Late auditory evoked potentials in alcoholics. Identifying those with a history of epileptic seizures during withdrawal.

The N1-P2 wave of the auditory evoked potential was studied in 19 alcoholics, six of whom had withdrawal seizures on previous admissions. The recordings were made at 1 and 5 days after cessation of drinking. Eight nonalcoholic volunteers were used as controls. The latencies of N1 and P2 were slightly prolonged in alcoholics, but during the detoxification period they frequently shortened (p less than 0.05), occasionally attaining the values of the controls. One day after withdrawal, the amplitude of N1-P2 was consistently reduced in the alcoholics compared to the controls (p less than 0.05 and p less than 0.01), but higher in alcoholics with a seizure history compared to alcoholics without seizures (p less than 0.05 and p less than 0.001). Five days after cessation of drinking, the amplitude in the alcoholic groups always increased from the admission values (p less than 0.05 and p less than 0.01). By that time, the alcoholics with a history of withdrawal seizures had significantly (p less than 0.05 and p less than 0.01) higher amplitudes than those of the controls or the alcoholics without seizures. Large N1-P2 amplitude during alcohol withdrawal may reflect increased cerebral excitability and contribute to the identification of alcoholics with high risk for withdrawal seizures.

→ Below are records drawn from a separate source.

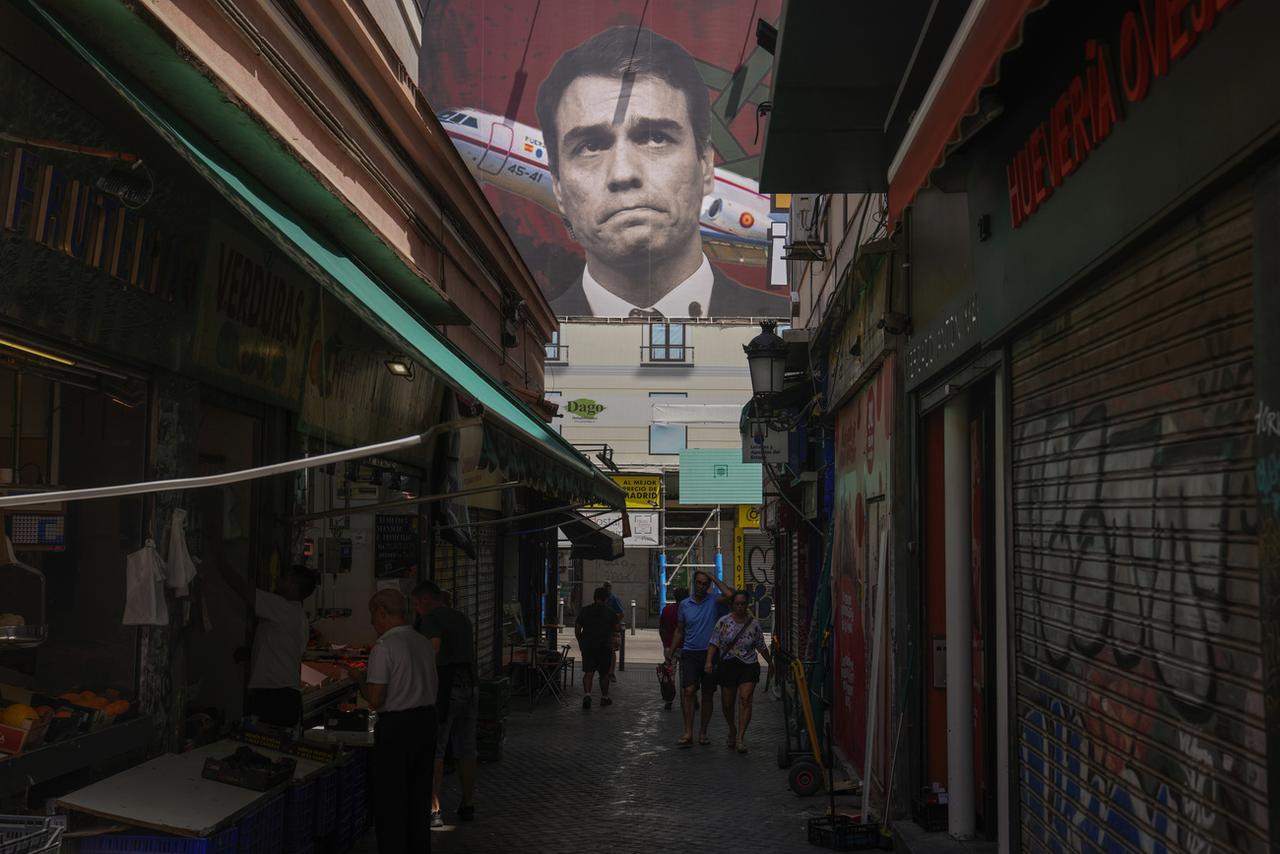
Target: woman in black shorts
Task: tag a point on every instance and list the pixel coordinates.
(740, 640)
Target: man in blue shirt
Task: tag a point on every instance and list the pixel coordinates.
(694, 624)
(615, 603)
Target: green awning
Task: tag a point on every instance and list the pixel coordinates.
(557, 469)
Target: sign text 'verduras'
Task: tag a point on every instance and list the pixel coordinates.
(1152, 36)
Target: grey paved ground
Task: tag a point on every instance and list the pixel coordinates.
(612, 780)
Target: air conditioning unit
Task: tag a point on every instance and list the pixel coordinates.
(807, 251)
(807, 245)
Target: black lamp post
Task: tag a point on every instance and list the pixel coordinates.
(767, 359)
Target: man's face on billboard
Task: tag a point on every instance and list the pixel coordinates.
(631, 191)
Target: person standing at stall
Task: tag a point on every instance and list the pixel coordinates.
(279, 639)
(452, 639)
(400, 684)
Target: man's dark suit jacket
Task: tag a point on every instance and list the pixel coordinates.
(730, 298)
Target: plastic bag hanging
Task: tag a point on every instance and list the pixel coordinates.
(179, 566)
(144, 588)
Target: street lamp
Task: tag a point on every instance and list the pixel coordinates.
(767, 360)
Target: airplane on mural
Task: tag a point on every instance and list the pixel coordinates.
(735, 218)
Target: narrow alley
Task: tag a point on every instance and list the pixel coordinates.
(613, 780)
(373, 371)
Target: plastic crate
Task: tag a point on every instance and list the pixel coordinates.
(30, 834)
(844, 834)
(931, 816)
(263, 830)
(300, 817)
(327, 802)
(223, 843)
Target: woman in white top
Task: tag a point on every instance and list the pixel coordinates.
(279, 639)
(739, 639)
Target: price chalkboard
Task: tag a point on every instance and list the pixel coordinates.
(397, 546)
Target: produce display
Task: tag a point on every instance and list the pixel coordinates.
(40, 718)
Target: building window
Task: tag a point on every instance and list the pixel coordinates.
(666, 342)
(558, 400)
(667, 438)
(556, 351)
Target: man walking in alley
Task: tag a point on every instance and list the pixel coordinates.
(452, 640)
(694, 625)
(595, 628)
(400, 685)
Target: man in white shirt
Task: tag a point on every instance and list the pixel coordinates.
(279, 639)
(400, 684)
(627, 135)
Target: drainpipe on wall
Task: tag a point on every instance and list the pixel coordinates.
(955, 446)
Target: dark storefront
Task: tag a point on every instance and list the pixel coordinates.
(1138, 611)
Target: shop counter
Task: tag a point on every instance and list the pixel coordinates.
(315, 700)
(168, 794)
(53, 761)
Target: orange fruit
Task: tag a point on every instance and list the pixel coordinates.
(17, 715)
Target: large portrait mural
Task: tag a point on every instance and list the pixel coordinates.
(620, 154)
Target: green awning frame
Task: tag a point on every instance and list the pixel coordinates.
(557, 469)
(136, 46)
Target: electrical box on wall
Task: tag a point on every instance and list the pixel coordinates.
(336, 555)
(940, 662)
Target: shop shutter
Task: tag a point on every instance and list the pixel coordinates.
(1136, 571)
(758, 570)
(474, 585)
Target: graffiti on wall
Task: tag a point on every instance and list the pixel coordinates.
(863, 434)
(758, 571)
(1137, 594)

Composition of platelet phosphatidylinositol and phosphatidylcholine after ethanol withdrawal

Platelet phosphatidylinositol and phosphatidylcholine composition, ADP-induced platelet aggregation and associated thromboxane B2 formation were studied in alcoholics after a period of heavy drinking and in healthy non-alcoholic volunteers. The composition of these phospholipids in alcoholics was different from that seen in the control subjects. The most prominent change was a decrease in the relative amount of stearoyl-arachidonoyl species in the phosphatidylinositol fraction. Particularly this species of PI might be involved in the transmission of transmembrane signals. During detoxification changes were also observed in the extent of ADP-induced platelet aggregation and the amount of thromboxane B2 produced. Changes in platelet phospholipid composition might influence platelet reactivity in alcoholics.

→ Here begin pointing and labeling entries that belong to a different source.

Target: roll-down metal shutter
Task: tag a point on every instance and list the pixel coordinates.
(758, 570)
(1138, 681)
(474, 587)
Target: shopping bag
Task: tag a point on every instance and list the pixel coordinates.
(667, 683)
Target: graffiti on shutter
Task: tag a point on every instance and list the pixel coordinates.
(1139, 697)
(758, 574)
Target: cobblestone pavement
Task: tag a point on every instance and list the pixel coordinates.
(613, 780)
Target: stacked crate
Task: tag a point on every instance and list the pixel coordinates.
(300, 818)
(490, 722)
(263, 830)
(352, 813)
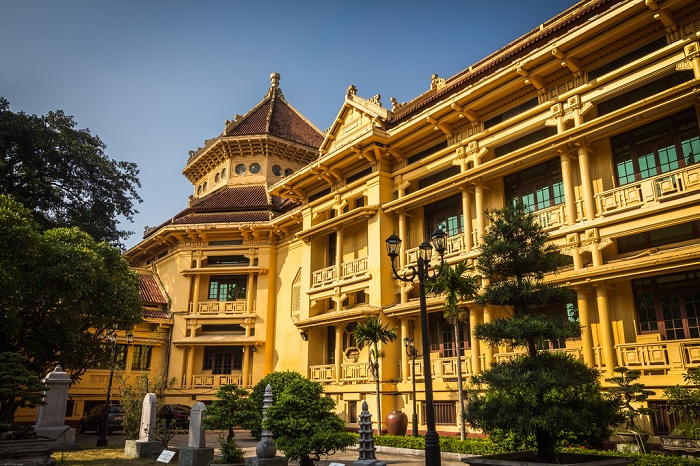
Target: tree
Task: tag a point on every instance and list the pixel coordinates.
(65, 291)
(542, 395)
(456, 287)
(63, 175)
(304, 424)
(370, 332)
(19, 387)
(232, 408)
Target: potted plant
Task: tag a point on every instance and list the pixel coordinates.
(685, 405)
(629, 391)
(541, 397)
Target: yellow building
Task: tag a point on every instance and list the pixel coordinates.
(591, 119)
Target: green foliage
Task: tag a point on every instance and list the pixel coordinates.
(49, 310)
(19, 387)
(371, 332)
(131, 394)
(63, 175)
(629, 391)
(230, 451)
(304, 424)
(278, 381)
(231, 408)
(685, 403)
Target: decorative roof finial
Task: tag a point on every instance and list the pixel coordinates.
(275, 80)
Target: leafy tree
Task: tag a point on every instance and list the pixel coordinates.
(19, 387)
(63, 175)
(629, 391)
(304, 424)
(232, 408)
(278, 381)
(371, 332)
(541, 395)
(65, 291)
(456, 287)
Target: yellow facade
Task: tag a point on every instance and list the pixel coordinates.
(591, 119)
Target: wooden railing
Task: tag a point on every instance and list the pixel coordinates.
(220, 308)
(217, 380)
(651, 190)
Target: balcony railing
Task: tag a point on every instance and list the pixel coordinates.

PET-determination of benzodiazepine receptor binding in studies on alcoholism

Positron Emission Tomography (PET) and the radioligand [11C]flumazenil were used to examine benzodiazepine (BZ) receptor binding in the human brain. In a first study of healthy males acute ingestion of alcohol did not alter total radioactivity uptake or specific [11C]flumazenil binding in the neocortex or cerebellum. In a second study [11C]flumazenil binding was determined in 5 healthy male controls and 5 chronic alcohol dependent men using a saturation procedure with two PET experiments. Mean values for BZ-receptor density and affinity were similar in the two groups but the Bmax variance for the alcohol dependents was significantly larger (p < 0.05) for all regions. The present studies do not support the view that alcohol affects central BZ receptor binding in man.

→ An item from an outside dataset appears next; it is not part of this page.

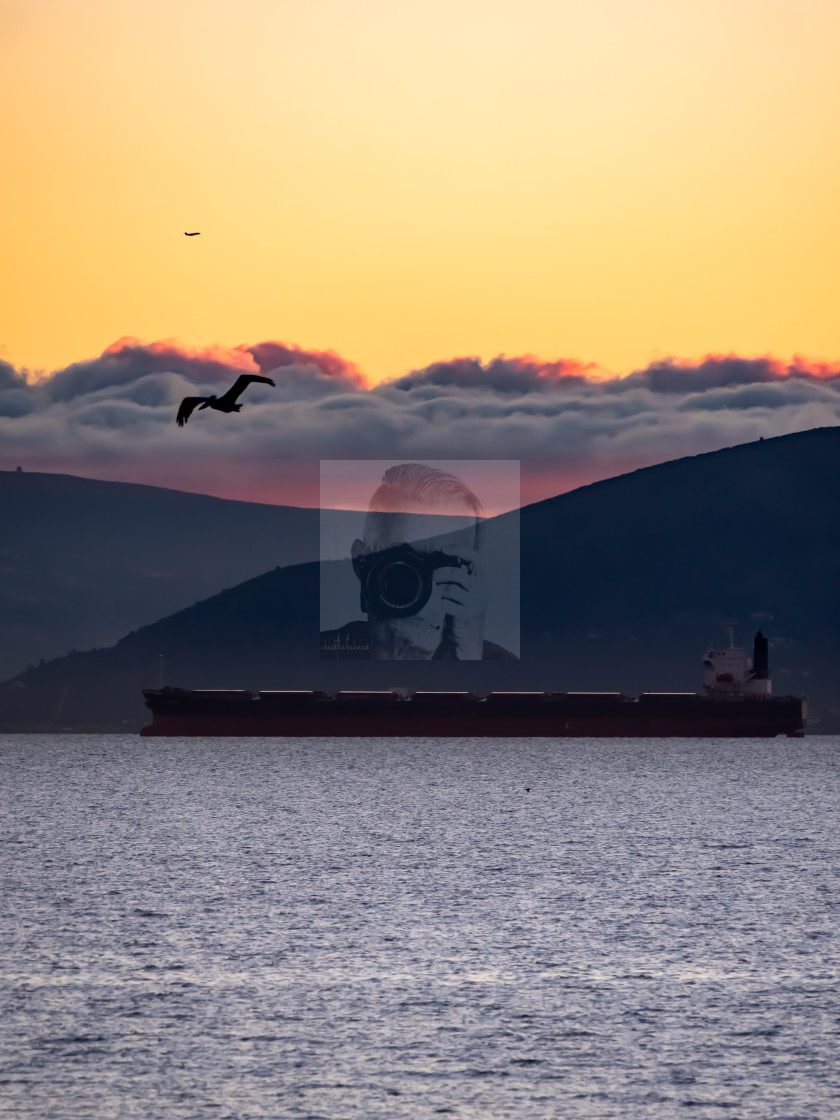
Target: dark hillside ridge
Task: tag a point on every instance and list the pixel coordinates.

Reduced [11C]flumazenil radioligand binding in the thalamus in alcoholics

Positron emission tomography (PET) provides in vivo quantitative measurement of radioligand binding to central neuroreceptors. In this report we present the history and PET findings of the thalamic region in two patients with diagnosis of alcohol dependence using the radioligand [11C]flumazenil (Ro 15–1788), a benzodiazepine receptor antagonist. This abnormality in the thalamus may reflect an early alcohol‐induced brain lesion or contribute to the development of alcoholism in some subjects.